Déjà fragile politiquement, le gouvernement tchèque de Petr Necas, chef du parti de droite ODS, s'est retrouvé sous pression jeudi, à la suite d'une vague d'interpellations sans précédent de personnalités politiques proches du pouvoir, dans une ambiance de soupçons de corruption.

La police a annoncé jeudi une opération d'envergure, menée depuis la nuit par 400 policiers de la brigade de lutte contre le crime organisé au siège du gouvernement et au ministère de la Défense.

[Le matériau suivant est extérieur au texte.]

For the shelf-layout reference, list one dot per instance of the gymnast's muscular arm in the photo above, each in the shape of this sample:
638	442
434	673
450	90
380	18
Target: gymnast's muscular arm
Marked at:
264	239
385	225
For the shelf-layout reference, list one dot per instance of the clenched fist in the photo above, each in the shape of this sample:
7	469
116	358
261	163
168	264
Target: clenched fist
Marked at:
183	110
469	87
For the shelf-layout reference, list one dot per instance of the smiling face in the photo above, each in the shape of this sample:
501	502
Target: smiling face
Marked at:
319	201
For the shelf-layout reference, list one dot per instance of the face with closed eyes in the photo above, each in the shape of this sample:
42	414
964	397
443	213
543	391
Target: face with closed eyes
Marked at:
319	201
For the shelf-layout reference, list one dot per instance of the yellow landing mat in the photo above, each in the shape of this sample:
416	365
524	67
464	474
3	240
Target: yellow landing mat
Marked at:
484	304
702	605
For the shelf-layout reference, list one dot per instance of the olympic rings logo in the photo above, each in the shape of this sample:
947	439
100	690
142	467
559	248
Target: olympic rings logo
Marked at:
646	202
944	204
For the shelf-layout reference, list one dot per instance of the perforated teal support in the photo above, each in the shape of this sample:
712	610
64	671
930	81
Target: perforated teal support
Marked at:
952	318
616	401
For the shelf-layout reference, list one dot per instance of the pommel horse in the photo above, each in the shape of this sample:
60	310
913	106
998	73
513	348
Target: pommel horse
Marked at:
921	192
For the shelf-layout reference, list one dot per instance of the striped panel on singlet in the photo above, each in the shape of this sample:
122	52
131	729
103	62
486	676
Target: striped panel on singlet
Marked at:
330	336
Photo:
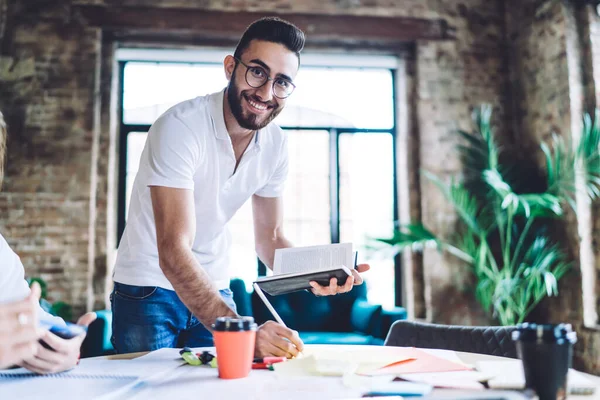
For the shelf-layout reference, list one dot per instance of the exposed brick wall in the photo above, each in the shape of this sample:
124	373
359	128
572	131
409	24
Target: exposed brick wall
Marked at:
551	81
451	77
47	75
46	92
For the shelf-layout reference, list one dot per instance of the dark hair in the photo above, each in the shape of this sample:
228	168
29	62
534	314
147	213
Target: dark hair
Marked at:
275	30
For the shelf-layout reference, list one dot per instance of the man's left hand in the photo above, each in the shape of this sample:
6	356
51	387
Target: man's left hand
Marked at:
64	354
333	287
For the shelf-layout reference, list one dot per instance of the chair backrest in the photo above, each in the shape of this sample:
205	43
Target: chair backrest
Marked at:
493	340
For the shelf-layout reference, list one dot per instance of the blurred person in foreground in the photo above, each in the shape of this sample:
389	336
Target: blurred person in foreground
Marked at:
21	336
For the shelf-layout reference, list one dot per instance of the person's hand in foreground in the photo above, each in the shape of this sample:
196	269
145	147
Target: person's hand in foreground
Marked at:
19	331
333	287
273	339
64	354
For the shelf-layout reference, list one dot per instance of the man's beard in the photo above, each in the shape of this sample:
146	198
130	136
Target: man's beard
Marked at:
247	121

Plusieurs personnalités connues ont été interpellées, mais la nature des délits présumés n'a pas été précisée.

La chambre des députés a suspendu jusqu'à vendredi matin les débats à la demande de l'opposition qui réclame des explications au chef du gouvernement.

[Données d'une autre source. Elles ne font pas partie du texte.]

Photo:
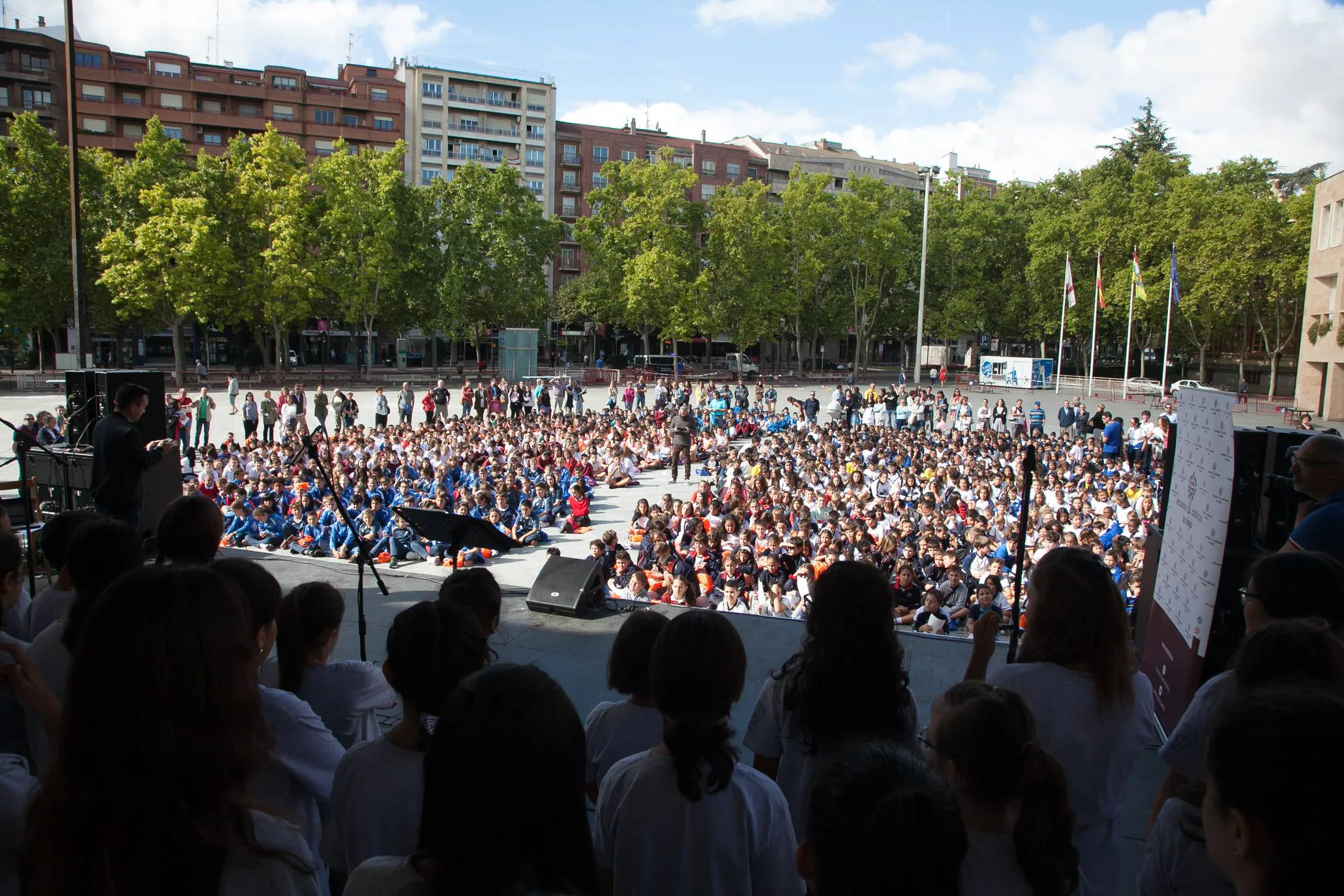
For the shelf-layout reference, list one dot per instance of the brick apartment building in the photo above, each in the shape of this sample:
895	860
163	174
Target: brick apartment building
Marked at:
203	105
582	149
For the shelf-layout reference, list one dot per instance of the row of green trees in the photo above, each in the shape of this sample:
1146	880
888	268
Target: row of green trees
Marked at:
261	237
265	239
833	263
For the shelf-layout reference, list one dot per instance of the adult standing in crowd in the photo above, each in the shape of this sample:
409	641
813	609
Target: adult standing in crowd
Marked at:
121	456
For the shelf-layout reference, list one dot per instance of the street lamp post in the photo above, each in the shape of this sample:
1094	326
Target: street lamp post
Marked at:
923	261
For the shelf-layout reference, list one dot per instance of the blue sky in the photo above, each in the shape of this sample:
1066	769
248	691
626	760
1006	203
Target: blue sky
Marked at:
1026	89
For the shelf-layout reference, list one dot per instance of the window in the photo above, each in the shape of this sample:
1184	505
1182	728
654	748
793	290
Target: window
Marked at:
35	98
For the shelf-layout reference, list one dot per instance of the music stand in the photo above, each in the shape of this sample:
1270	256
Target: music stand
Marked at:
457	531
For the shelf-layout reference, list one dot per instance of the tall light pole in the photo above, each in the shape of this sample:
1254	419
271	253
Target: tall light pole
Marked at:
923	261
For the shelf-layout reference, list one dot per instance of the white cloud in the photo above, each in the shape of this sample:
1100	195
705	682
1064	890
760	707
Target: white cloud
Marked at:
908	50
940	86
312	34
769	14
1237	77
719	124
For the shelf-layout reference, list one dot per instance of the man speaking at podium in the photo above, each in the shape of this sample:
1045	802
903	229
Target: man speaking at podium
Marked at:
1319	475
121	457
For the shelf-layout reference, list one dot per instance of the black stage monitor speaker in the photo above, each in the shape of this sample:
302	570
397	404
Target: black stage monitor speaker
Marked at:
155	418
566	586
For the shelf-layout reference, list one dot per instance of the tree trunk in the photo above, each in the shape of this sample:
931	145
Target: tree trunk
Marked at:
179	351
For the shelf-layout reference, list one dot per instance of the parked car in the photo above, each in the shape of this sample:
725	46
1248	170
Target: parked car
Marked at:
1142	386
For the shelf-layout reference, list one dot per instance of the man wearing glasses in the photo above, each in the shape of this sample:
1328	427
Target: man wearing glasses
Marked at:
1319	475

Le chef du parti social-démocrate CSSD, en tête des sondages à moins d'un an des législatives, Bohuslav Sobotka, a aussitôt appelé à une «démission immédiate du premier ministre et du gouvernement» et à «l'organisation des législatives anticipées dans les plus brefs délais».

«La République tchèque ne peut pas avoir à sa tête un premier ministre dont l'entourage est soupçonné de liens avec des structures mafieuses», a affirmé M. Sobotka, sans autre précision.

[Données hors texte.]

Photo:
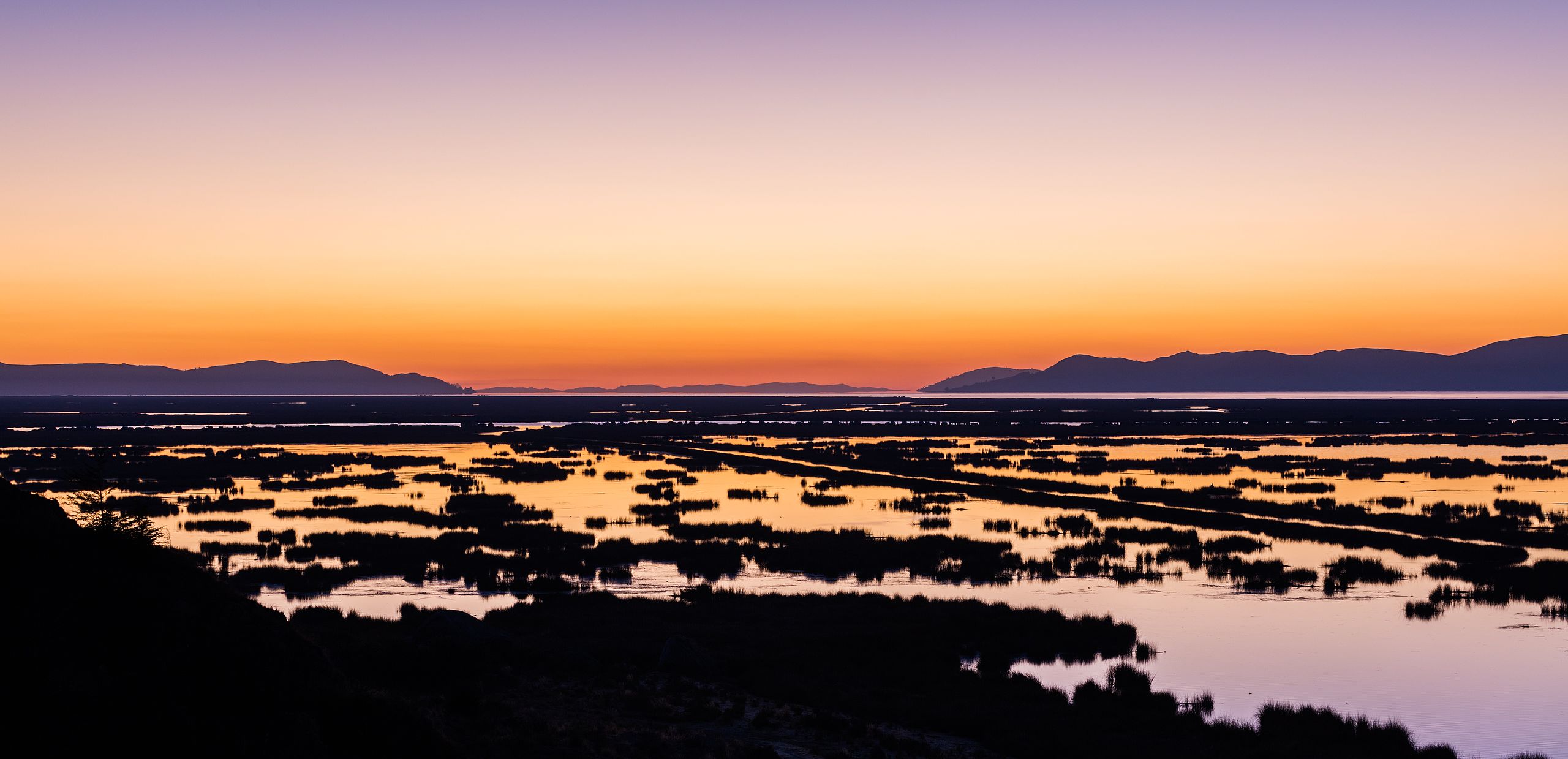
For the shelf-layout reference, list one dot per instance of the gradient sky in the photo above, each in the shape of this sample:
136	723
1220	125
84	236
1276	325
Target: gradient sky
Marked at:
875	194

Les activités de plusieurs hommes d'affaires et lobbyistes controversés liés à la mairie de Prague et soupçonnés de malversations sont également examinées dans le cadre de cette affaire, selon les médias.

«Je n'ai aucune raison de penser à ma démission ni à celle de mon gouvernement, je n'ai fait rien de malhonnête», a martelé de son côté M. Necas.

Parmi les personnalités visées figure pourtant Jana Nagyova, la directrice du cabinet de M. Necas, considérée comme son bras droit.

«Ma confiance en Mme Nagyova n'a nullement baissé», a affirmé le premier ministre.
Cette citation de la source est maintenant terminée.